With Troy Bayliss’ double victory today at Assen, he is crowned World Superbike champion with one round remaining. His closest pursuer, Colin Edwards (Honda), had an off day, and Bayliss now has an insurmountable points lead.
Ducati has the constructor’s championship, as well. In fact, Ducati has virtually dominated the WSB series this year despite the best efforts of Honda, Aprilia and others. Its 996 Superbike, despite being one of the oldest designs in the paddock (leaving aside its new engine), still handles better, more consistently, than other, newer designs. The Testastretta engine, new to the 996 this year, has kept Ducati competitive with the Hondas in the horsepower wars, as well.

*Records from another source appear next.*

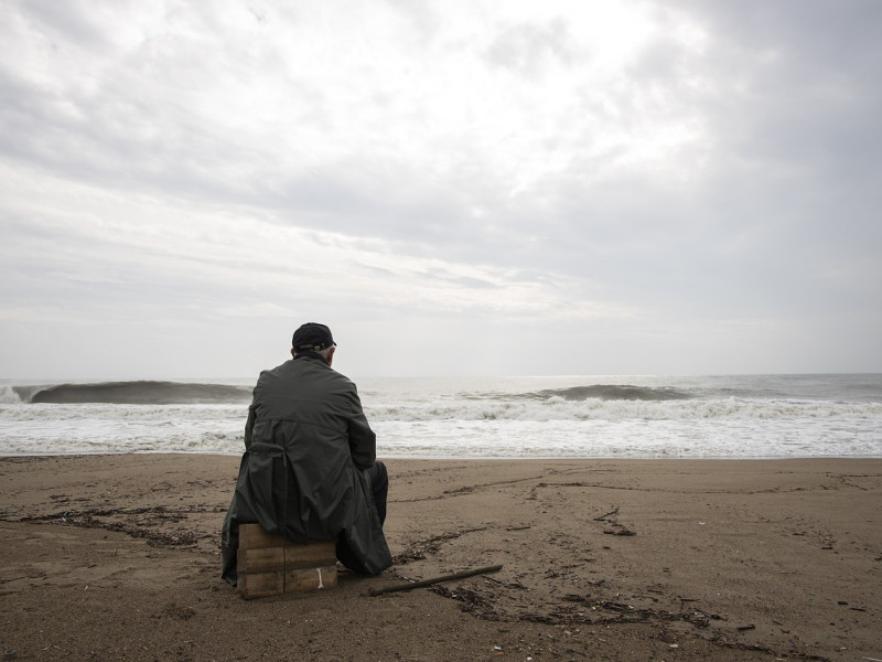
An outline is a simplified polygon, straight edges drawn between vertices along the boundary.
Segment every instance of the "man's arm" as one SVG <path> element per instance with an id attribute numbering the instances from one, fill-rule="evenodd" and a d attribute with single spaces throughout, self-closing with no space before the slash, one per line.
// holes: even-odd
<path id="1" fill-rule="evenodd" d="M 255 421 L 257 420 L 257 408 L 251 405 L 248 407 L 248 420 L 245 423 L 245 450 L 251 448 L 251 434 L 255 430 Z"/>
<path id="2" fill-rule="evenodd" d="M 358 469 L 370 469 L 377 459 L 377 436 L 367 424 L 355 385 L 352 388 L 349 408 L 352 414 L 348 417 L 348 435 L 352 461 Z"/>

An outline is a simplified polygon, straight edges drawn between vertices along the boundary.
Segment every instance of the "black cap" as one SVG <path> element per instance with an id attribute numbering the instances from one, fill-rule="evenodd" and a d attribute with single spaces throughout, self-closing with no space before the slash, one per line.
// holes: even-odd
<path id="1" fill-rule="evenodd" d="M 294 331 L 291 339 L 291 346 L 294 350 L 326 350 L 331 345 L 336 345 L 331 329 L 316 322 L 306 322 Z"/>

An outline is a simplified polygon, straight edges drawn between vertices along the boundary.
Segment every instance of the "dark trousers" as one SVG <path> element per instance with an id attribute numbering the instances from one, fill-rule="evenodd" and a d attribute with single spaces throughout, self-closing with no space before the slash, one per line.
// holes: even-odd
<path id="1" fill-rule="evenodd" d="M 386 522 L 386 495 L 389 493 L 389 474 L 386 471 L 386 465 L 375 462 L 367 470 L 367 476 L 370 478 L 370 493 L 374 495 L 379 524 L 383 526 L 383 523 Z"/>

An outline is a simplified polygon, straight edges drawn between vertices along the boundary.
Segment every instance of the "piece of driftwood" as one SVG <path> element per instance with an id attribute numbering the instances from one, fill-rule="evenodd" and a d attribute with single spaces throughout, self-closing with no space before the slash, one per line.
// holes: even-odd
<path id="1" fill-rule="evenodd" d="M 617 514 L 619 514 L 619 506 L 616 505 L 616 506 L 615 506 L 615 510 L 611 510 L 611 511 L 610 511 L 609 513 L 606 513 L 605 515 L 601 515 L 600 517 L 594 517 L 594 522 L 603 522 L 603 521 L 604 521 L 606 517 L 609 517 L 610 515 L 617 515 Z"/>
<path id="2" fill-rule="evenodd" d="M 372 596 L 381 596 L 387 592 L 396 592 L 399 590 L 412 590 L 415 588 L 424 588 L 433 584 L 441 584 L 442 581 L 453 581 L 455 579 L 465 579 L 466 577 L 474 577 L 475 575 L 487 575 L 490 573 L 498 573 L 503 569 L 502 565 L 487 566 L 485 568 L 475 568 L 473 570 L 464 570 L 462 573 L 454 573 L 453 575 L 443 575 L 441 577 L 433 577 L 432 579 L 422 579 L 421 581 L 411 581 L 409 584 L 398 584 L 396 586 L 387 586 L 385 588 L 370 589 Z"/>

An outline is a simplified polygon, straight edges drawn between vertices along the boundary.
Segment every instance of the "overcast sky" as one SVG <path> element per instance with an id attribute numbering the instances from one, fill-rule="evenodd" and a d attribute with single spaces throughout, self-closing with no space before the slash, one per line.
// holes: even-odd
<path id="1" fill-rule="evenodd" d="M 0 2 L 0 377 L 882 372 L 882 2 Z"/>

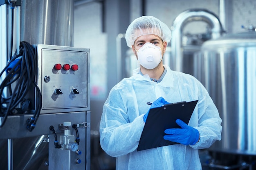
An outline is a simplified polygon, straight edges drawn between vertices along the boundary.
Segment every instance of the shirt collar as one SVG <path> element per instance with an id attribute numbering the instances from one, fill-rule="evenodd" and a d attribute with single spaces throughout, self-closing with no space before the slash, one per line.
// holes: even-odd
<path id="1" fill-rule="evenodd" d="M 164 78 L 164 75 L 165 75 L 166 72 L 167 72 L 166 69 L 165 68 L 164 68 L 164 72 L 163 73 L 162 75 L 161 76 L 161 77 L 160 77 L 160 78 L 159 78 L 158 80 L 157 80 L 155 78 L 150 78 L 150 80 L 151 81 L 153 81 L 155 83 L 160 83 L 161 81 L 162 81 L 162 80 L 163 79 L 163 78 Z M 140 71 L 140 69 L 139 69 L 139 72 L 138 72 L 138 74 L 141 74 L 141 76 L 144 76 L 144 74 L 143 74 Z"/>

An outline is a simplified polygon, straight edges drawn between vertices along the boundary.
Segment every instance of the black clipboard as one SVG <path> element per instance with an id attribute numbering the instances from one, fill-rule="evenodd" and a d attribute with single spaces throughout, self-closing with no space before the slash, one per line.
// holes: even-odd
<path id="1" fill-rule="evenodd" d="M 177 144 L 164 139 L 164 130 L 180 128 L 175 122 L 180 119 L 188 124 L 198 100 L 183 102 L 151 109 L 145 124 L 137 151 Z"/>

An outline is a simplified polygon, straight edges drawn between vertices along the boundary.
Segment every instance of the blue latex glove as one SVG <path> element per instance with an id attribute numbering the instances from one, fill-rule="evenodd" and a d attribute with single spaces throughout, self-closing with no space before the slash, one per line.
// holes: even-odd
<path id="1" fill-rule="evenodd" d="M 168 134 L 164 136 L 164 139 L 185 145 L 194 145 L 199 139 L 199 132 L 186 124 L 180 119 L 176 120 L 176 123 L 182 129 L 168 129 L 164 133 Z"/>
<path id="2" fill-rule="evenodd" d="M 146 122 L 147 118 L 148 118 L 148 112 L 149 112 L 149 110 L 150 109 L 159 107 L 162 106 L 164 105 L 166 105 L 167 104 L 170 104 L 170 103 L 167 102 L 162 97 L 160 97 L 159 98 L 157 99 L 156 100 L 152 103 L 151 106 L 150 107 L 150 108 L 149 108 L 147 113 L 144 115 L 144 116 L 143 116 L 143 120 L 144 120 L 144 122 Z"/>

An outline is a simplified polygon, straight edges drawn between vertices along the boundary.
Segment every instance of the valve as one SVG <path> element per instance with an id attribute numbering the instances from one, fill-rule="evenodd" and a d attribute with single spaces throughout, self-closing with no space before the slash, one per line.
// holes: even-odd
<path id="1" fill-rule="evenodd" d="M 54 93 L 56 94 L 62 94 L 63 93 L 62 92 L 61 92 L 61 90 L 60 89 L 55 89 L 55 91 L 54 91 Z"/>
<path id="2" fill-rule="evenodd" d="M 76 89 L 73 89 L 72 90 L 72 93 L 74 94 L 79 94 L 79 92 Z"/>
<path id="3" fill-rule="evenodd" d="M 79 164 L 81 163 L 81 162 L 82 161 L 79 158 L 77 158 L 76 159 L 76 163 Z"/>
<path id="4" fill-rule="evenodd" d="M 71 126 L 70 122 L 65 122 L 62 124 L 59 124 L 59 129 L 64 130 L 63 135 L 60 136 L 60 144 L 63 146 L 63 149 L 68 149 L 73 152 L 76 152 L 78 150 L 78 144 L 75 142 L 75 136 L 71 135 L 70 129 Z"/>

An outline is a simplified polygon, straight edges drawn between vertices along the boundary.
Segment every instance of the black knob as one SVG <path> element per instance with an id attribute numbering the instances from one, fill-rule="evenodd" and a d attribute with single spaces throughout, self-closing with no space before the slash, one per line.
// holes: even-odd
<path id="1" fill-rule="evenodd" d="M 55 92 L 54 92 L 55 94 L 62 94 L 62 92 L 61 92 L 61 90 L 60 89 L 55 89 Z"/>
<path id="2" fill-rule="evenodd" d="M 78 91 L 78 90 L 77 90 L 77 89 L 73 89 L 73 93 L 74 94 L 79 94 L 79 92 Z"/>

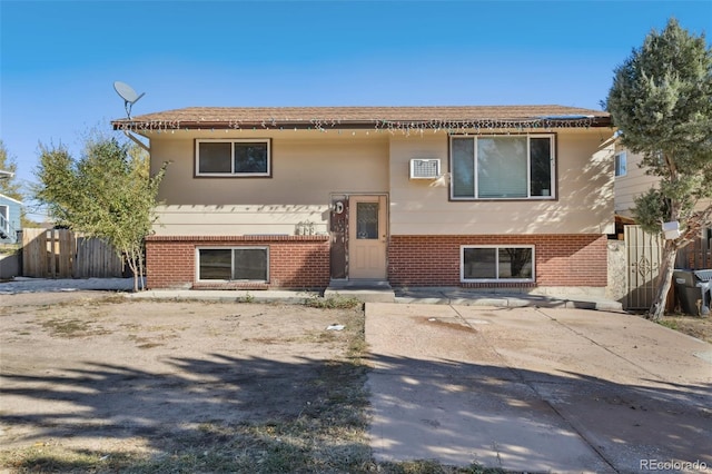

Ducati also had the deepest well of riding talent this year. Although Bayliss had his ups and downs, he was consistent enough to clinch the championship one round early. Ben Bostrom went on a five race winning streak, and Ruben Xaus has most lately emerged as the fastest rider on the track (most observers would acknowledge that his two, second-place finishes today were pursuant to “team orders” and he could have easily passed his teammate Bayliss).
Together with Carl Fogarty’s four World crowns, and even American Doug Polen’s championship many years ago on the predecessor to the 916, Ducati has been at or near the top of four-stroke racing for more than a decade. Not bad for a relatively small, but passionate crew. Congratulations, Ducati.